Reportage

Kinderen in Overvecht te dik, dus mag er geen poffertjeskraam komen

Utrecht Een zorgmanege bij Utrecht wil graag meer ‘paardloze activiteiten’ aanbieden. Maar de komst van een historische poffertjestent stuit op verzet van de gemeente: in het naburige Overvecht hebben te veel kinderen overgewicht.

Anton Mullens bij zijn kraam, die lange tijd in Zeist stond. „’s Avonds deden we de kleine lampjes aan en draaiden we vioolmuziek van Mantovani.”
Anton Mullens bij zijn kraam, die lange tijd in Zeist stond. „’s Avonds deden we de kleine lampjes aan en draaiden we vioolmuziek van Mantovani.” Foto Daniel Niessen

‘Dat schot met dat schilderij erop moet hierheen. Néé, niet die, die komt uit de serre.” Anton Mullens, 80 jaar, is beslist. „En dan moet je deze balk met het gat op de stijl leggen. Wel die ernaast tegelijk optillen, anders past het niet. Niét op de balk gaan staan!”

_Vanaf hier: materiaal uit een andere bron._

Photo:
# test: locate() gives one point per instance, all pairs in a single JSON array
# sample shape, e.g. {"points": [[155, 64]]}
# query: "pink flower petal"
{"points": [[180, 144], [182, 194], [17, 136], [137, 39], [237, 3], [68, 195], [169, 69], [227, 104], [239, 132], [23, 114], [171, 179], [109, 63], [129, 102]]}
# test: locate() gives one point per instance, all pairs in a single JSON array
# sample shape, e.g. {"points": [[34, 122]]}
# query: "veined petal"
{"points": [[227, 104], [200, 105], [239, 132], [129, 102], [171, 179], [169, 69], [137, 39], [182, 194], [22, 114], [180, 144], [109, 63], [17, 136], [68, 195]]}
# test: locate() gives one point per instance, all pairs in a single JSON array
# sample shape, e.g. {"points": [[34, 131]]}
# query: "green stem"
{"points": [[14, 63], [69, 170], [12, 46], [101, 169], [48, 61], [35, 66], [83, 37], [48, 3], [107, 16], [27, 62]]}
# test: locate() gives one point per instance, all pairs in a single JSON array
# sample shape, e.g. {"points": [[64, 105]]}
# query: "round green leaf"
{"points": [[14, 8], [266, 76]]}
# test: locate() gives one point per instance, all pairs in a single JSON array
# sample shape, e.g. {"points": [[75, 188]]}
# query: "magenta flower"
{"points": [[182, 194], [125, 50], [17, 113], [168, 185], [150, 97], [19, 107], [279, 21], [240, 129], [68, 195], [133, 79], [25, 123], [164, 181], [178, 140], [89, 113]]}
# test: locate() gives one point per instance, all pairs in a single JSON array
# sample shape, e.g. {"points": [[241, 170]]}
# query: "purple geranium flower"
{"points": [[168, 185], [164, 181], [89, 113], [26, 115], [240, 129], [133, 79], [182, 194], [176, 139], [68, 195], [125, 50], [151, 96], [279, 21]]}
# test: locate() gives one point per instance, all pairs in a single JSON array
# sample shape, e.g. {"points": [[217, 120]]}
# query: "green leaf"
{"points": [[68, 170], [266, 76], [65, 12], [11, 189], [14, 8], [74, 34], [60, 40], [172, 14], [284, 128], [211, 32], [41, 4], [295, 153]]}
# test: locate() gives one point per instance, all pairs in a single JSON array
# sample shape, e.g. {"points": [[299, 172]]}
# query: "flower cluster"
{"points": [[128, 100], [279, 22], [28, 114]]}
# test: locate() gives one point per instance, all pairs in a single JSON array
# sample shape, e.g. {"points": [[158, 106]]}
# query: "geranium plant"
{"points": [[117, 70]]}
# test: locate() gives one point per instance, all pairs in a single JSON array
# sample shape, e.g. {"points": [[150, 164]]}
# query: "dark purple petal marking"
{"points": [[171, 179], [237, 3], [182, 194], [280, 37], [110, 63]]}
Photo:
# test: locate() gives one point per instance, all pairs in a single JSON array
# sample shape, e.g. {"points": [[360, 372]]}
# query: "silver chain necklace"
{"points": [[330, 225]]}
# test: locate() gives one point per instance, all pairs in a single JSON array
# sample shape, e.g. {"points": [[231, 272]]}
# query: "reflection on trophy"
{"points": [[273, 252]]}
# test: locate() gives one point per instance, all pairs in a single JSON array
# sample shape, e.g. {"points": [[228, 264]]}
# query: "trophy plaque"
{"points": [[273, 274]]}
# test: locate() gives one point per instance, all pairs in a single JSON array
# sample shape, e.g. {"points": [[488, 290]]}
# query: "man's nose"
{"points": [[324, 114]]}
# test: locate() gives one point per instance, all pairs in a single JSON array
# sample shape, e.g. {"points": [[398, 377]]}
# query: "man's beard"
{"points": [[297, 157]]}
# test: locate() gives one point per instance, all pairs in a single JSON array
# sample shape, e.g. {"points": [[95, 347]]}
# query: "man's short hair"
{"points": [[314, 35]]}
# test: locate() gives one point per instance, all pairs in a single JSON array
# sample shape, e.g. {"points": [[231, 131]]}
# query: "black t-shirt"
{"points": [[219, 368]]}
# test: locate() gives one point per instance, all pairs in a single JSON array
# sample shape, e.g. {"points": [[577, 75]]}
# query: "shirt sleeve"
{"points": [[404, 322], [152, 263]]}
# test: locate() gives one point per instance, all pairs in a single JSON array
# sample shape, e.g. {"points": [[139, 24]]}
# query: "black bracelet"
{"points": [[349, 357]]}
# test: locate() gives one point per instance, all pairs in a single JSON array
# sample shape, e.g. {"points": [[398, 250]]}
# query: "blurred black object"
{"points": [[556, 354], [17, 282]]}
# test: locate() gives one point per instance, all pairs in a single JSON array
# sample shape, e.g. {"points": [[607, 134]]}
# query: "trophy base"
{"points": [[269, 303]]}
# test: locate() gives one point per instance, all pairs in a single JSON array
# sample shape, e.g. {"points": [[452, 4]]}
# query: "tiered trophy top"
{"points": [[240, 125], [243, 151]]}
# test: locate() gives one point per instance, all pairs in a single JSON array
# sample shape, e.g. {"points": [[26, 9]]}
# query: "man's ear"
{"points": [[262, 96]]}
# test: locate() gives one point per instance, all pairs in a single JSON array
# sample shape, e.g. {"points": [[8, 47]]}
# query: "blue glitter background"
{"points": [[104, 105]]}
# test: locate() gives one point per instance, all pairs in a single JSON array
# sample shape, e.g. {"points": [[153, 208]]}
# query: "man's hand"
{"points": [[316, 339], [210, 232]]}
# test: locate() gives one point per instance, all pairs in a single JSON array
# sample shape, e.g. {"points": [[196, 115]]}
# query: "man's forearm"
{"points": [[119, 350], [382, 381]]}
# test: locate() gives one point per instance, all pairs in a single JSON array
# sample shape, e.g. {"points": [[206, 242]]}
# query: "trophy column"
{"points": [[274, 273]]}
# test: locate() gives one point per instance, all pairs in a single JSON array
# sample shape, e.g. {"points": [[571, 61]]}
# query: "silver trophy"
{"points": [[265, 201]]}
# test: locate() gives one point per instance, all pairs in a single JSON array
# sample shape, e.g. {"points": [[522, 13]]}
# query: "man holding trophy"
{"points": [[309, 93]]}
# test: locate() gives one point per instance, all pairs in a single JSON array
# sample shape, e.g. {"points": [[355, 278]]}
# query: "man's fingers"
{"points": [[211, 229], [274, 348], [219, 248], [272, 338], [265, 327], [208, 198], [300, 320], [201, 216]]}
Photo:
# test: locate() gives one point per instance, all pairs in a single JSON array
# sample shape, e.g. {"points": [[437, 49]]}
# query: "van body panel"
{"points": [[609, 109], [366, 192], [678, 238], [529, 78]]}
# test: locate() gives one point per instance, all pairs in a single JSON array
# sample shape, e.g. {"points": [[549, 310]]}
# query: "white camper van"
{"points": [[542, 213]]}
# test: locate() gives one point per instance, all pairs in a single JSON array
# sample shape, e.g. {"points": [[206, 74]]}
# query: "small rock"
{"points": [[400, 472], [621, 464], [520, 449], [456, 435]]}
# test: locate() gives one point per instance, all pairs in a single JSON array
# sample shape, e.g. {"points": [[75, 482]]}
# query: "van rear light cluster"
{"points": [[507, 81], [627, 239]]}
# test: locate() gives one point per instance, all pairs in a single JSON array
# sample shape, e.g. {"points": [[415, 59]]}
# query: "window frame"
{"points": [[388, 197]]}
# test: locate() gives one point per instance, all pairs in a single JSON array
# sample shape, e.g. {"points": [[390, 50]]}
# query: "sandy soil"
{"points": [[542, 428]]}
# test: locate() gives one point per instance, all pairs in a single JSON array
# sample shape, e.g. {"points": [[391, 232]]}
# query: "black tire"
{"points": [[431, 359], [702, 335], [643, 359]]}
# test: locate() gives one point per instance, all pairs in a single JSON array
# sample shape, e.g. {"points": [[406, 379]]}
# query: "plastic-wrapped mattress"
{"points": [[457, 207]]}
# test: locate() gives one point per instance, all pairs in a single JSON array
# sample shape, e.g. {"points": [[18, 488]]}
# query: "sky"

Mullens, bretels over z’n ronde buik, sleept met een grote houten plaat door de wei en kibbelt met de jongens die hem helpen. Twee grote bruine paarden kijken roerloos toe. Om de mannen heen liggen tientallen houten balken en palen geordend in het gras. De zon schijnt, Mullens zweet.

Thijs Visscher, manegebaas en eigenaar van de wei en de paarden, ziet het gepuf van Mullens met lichte bezorgdheid aan. Eergisteren waren ze begonnen de honderden spanten, stijlen, balken en schotten van de historische poffertjeskraam uit de opslagtent te trekken en toen was het de oude man te veel geworden. De warmte, de inspanning, de herinneringen – Mullens wil zijn oude kraam heel graag in ere hersteld zien. Visscher zag hem grauw worden, er moest een ambulance komen die hem naar de hartbewaking bracht.

Maar nu is hij er weer, met een aanhanger met nog meer onderdelen om de kraam in een proefopstelling op te zetten.

Visscher: „Ga nou toch zítten, meneer Mullens.” Tegen de verslaggever: „We hebben hem nodig. Hij is de enige die weet hoe je de kraam in elkaar zet.”

Cultureel erfgoed

Het zou allemaal prachtig samen kunnen komen in de wei voor manege ’t Hoogt bij Utrecht, tussen de forten van de Hollandse Waterlinie. Anton Mullens, vijftig jaar lang met zijn vrouw uitbater van de befaamde poffertjestent Parklust in Zeist, wil graag die historische kraam weer in bedrijf zien. Er zijn nauwelijks nog authentieke poffertjeskramen in Nederland, de kraam van Victor Consael is al jaren weg uit de Utrechtse binnenstad. Een poffertjeskraam als de zijne, met hoge spiegels en ramen en zijzitjes, is welbeschouwd cultureel erfgoed.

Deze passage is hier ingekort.